Dans le système politique belge, pour des raisons complexes, ce sont les partis politiques qui sont probablement les instances les plus déterminantes. Cela n'empêche pas que le Premier Ministre fédéral soit tout de même autre chose que leur pantin. Le Pouvoir exécutif dans l'Etat belge unitaire est constitué du Gouvernement (responsable devant le Parlement), autour du roi (qui, lui, n'est pas responsable devant le Parlement). On le désigne dans la Constitution belge par le terme le Roi, qui vise à la fois les ministres responsables et le roi irresponsable.
Le roi des Belges fut le centre du système politique belge
Le roi n'est pas nécessairement une potiche. Il exerce un pouvoir d'influence capital par les trois droits qui lui sont octroyés selon Bagehot dans toute monarchie constitutionnelle: le droit d'être informé, le droit d'être consulté et le droit de mettre en garde. Ces droits sont exercés dans la discrétion, mais, de manière générale, on considère que les quatre premiers rois des Belges (Léopold I, Léopold II, Albert I et Léopold III), ont été la pièce centrale de ce système politique. Le roi a pour lui la durée. Si le fait qu'il ne puisse pas poser d'actes publics l'handicape, il le conforte aussi dans la durée. Car s'il devait poser des actes publics, il devrait être contrôlé par le Parlement qui pourrait lui exprimer sa défiance et en fait le renverser, ce qui n'est pas dans la nature d'un régime monarchique (même constitutionnel et parlementaire). Or la durée est intéressante pour un roi car en Belgique il est accompagné par des conseillers très compétents, dont le nom est le plus souvent ignoré mais qui secondent le roi efficacement dans les contacts qu'il a avec tout ce qui compte politiquement, sociologiquement et socialement en Belgique. Au coeur de ces contacts, le roi reçoit une information immense et, bien conseillé par son cabinet, exerce un pouvoir tout aussi important, quoique inconnu puisque devant demeurer secret.

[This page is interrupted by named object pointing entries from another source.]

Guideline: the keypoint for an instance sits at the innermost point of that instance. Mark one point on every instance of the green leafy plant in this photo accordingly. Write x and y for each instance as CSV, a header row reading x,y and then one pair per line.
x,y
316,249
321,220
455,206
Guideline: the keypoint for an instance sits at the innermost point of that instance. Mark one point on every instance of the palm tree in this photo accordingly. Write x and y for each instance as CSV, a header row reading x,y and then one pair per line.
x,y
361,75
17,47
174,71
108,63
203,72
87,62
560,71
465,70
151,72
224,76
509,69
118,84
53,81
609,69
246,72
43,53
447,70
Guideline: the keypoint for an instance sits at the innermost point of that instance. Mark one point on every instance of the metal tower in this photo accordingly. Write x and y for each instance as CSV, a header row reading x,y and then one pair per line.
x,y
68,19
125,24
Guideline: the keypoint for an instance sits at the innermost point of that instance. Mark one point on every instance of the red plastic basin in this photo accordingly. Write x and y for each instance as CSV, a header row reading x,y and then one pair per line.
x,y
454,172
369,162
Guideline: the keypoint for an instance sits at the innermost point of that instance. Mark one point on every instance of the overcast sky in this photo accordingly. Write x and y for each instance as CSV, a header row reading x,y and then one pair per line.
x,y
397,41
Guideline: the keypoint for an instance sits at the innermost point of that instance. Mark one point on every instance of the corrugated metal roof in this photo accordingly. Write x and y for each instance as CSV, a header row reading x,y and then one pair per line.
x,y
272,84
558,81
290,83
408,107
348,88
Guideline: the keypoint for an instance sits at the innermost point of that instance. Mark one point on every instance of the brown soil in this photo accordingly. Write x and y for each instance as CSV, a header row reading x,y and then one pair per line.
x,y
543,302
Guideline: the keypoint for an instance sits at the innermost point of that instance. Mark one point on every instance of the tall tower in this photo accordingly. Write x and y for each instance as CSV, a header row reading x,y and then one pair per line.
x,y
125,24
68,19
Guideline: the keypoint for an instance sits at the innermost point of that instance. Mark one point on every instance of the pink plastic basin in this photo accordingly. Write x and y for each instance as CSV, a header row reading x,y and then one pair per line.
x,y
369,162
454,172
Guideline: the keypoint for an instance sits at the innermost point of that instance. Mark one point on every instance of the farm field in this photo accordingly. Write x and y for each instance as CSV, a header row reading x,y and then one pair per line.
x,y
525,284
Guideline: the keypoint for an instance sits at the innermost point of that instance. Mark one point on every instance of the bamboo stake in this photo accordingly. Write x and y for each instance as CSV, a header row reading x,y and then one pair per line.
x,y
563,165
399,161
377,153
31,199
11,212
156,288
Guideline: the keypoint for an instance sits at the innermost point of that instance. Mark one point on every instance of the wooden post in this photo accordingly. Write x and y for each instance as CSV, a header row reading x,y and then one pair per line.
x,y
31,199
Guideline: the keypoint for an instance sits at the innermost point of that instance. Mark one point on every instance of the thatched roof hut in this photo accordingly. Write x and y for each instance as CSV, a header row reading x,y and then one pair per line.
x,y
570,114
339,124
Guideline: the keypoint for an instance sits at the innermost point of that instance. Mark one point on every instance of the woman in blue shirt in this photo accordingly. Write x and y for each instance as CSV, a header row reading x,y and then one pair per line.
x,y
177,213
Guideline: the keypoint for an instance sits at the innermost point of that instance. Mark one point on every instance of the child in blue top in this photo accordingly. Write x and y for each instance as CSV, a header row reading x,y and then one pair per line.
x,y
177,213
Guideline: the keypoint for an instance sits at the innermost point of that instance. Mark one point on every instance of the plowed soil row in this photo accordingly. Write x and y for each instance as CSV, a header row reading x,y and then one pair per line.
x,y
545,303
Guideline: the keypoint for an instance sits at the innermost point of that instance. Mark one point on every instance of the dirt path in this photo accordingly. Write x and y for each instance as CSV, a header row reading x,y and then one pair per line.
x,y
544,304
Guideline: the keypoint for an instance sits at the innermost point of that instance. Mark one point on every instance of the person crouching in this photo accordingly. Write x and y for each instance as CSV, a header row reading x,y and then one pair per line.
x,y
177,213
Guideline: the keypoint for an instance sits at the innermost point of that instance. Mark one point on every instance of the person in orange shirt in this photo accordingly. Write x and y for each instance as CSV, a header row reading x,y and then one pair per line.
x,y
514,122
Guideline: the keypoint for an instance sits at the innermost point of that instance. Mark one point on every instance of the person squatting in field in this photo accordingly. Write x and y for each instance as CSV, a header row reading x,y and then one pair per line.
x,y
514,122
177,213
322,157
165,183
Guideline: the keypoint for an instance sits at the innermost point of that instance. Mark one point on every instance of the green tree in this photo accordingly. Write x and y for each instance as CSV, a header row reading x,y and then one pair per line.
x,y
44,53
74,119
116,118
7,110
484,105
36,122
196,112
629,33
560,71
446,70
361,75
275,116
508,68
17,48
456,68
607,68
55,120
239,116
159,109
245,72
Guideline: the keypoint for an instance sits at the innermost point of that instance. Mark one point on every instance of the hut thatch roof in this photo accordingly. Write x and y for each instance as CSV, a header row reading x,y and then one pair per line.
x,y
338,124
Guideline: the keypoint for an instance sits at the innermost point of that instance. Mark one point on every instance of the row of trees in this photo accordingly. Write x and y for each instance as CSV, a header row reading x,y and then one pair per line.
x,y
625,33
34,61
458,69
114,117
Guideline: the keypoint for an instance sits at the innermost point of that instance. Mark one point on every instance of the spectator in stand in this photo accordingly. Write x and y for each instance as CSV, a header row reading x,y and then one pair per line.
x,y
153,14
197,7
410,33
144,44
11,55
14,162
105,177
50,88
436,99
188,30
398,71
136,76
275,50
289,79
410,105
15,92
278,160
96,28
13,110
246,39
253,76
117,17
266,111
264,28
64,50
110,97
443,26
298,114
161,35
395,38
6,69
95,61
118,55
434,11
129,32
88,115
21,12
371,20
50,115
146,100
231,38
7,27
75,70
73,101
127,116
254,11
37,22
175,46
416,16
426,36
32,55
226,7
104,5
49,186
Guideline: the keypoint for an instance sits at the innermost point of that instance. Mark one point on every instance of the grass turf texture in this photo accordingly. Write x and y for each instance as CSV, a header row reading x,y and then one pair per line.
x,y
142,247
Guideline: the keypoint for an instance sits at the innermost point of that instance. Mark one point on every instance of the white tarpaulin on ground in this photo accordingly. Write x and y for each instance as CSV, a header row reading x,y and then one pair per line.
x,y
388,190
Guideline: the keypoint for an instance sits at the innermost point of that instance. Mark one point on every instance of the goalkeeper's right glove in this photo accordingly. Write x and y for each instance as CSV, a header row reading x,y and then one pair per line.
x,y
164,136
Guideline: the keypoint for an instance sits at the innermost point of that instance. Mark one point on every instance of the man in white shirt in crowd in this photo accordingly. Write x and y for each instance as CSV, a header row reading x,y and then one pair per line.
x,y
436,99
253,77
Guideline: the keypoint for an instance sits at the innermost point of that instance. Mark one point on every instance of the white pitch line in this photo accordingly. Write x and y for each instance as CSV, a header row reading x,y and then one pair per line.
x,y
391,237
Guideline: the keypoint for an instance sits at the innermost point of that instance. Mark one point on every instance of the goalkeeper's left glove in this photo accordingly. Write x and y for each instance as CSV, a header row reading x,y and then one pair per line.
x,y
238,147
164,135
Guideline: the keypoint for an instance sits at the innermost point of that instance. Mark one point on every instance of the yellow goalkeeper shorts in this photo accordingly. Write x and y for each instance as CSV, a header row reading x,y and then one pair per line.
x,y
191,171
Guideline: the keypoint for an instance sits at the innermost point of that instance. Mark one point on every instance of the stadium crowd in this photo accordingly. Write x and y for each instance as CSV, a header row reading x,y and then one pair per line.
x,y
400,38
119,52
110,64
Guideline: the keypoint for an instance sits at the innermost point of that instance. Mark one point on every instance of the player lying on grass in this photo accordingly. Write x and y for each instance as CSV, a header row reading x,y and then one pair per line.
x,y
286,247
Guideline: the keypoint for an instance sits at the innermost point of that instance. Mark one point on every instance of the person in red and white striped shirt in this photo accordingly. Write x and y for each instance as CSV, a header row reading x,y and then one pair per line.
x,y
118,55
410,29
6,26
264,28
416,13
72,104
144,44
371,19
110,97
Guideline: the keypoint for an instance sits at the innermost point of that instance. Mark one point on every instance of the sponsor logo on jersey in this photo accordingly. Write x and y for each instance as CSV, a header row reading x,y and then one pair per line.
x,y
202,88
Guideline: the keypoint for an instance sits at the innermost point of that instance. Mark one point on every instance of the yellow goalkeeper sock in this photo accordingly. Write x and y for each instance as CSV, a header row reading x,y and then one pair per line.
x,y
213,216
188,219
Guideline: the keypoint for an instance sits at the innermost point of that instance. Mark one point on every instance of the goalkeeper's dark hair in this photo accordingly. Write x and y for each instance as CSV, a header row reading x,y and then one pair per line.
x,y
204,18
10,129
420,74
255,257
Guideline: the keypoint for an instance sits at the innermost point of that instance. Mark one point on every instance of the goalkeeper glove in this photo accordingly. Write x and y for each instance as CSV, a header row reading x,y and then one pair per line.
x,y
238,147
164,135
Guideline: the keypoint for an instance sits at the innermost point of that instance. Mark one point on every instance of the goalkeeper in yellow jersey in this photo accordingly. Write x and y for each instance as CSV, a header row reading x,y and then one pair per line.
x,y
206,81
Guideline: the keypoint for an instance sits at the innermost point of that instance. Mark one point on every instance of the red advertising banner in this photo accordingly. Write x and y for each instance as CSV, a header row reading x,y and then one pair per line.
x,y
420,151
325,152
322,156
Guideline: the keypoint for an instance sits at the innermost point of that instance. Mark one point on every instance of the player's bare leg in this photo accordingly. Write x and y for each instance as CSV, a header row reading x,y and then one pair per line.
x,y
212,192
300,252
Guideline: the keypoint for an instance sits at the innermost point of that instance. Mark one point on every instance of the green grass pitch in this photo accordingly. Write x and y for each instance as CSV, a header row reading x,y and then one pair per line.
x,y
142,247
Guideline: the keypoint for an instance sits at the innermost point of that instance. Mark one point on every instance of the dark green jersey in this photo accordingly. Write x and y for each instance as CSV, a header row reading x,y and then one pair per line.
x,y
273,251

Il n'a plus aucun rôle dans les Etats fédérés
Cependant le roi n'a pas aucun rôle dans le gouvernement des Etats fédérés, car il ne fait pas partie de leur pouvoir exécutif. Les Gouvernements des Etats fédérés sont absolument indépendants du Pouvoir central. Ce n'est pas négligeable parce que l'on considère que les Etats fédérés exercent aujourd'hui déjà 51% des anciennes compétences étatiques qui, encore avant 1980, étaient toutes dévolues au seul Etat belge dont l'érosion va se poursuivre après les élections fédérales de 2007 qui, selon toute vraisemblance, seront suivies d'un nouveau transfert aux Etats fédérés (essentiellement, la Flandre, la Wallonie et Bruxelles).
Les présidents de partis
Mais il n'empêche que les présidents de partis sont tout à fait importants parce que, vu la division linguistique du pays, les gouvernements fédéraux de coalition (et toujours de coalition) mettent ensemble au minimum deux partis à multiplier par deux puisqu'il y en a toujours un en Flandre et en Wallonie pour chaque orientation idéologique. Quatre partis, cela fait beaucoup de musiques à accorder, qui le sont quand même par les présidents de partis.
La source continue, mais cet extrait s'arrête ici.